Although no statistically significant differences between geographic regions emerged, significant variations appeared by practice location, with inner-city pediatricians less likely than those in urban, suburban, or rural locations to encounter requests for delays.

Patient Dismissal?

Assessing physician attitudes, the 2006 poll found that 6.1% of pediatricians reported "always" dismissing patients from their practices for continued vaccine refusal, a percentage that almost doubled to 11.7% in 2013 (P = .004).

In the 2016 Medscape survey, 10% of healthcare professionals surveyed said they either dismissed or did not accept families whose children were not vaccinated on schedule.

Of pediatricians who had dismissed patients, 79.9% in the 2013 AAP survey and 87.4% in 2006 listed the reason as lack of trust between physician and patient.
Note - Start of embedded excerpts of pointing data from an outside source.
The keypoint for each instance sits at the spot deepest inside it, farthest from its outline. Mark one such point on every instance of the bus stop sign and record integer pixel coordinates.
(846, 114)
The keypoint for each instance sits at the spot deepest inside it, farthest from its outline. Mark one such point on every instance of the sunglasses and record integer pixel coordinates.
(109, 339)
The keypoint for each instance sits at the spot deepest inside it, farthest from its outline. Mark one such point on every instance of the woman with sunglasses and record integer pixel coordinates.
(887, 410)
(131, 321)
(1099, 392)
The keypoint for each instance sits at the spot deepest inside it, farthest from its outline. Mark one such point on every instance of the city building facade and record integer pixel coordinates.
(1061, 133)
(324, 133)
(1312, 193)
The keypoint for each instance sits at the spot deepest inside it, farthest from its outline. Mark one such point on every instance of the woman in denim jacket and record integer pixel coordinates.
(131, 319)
In 2013, 80.5% of pediatricians also listed concern for their other patients as a main reason for dismissing unvaccinated patients; the question was not asked in 2006.

On the issue of education for vaccine-refusing parents, 95.8% of respondents in 2006 said they provided education vs 94.0% in 2013 (P = .20). In 2006 and 2013, pediatricians reported that, on average, 31.9% and 34.4%, respectively, of those initially refusing vaccination changed their minds after education. An estimated average of 15.9 weeks elapsed between refusal and permission in 2013.

The authors emphasize "the importance of initiating conversations about vaccines with an understanding of the reasons for parents' concerns, as captured in our study, to best devise effective strategies to promote vaccinations in the refusing and delaying parent."

The survey was funded by the AAP and Centers for Disease Control Childhood Immunization Support Program cooperative agreement. The authors have disclosed no relevant financial relationships. The authors of the clinical report, which received no external funding, have disclosed no relevant financial relationships.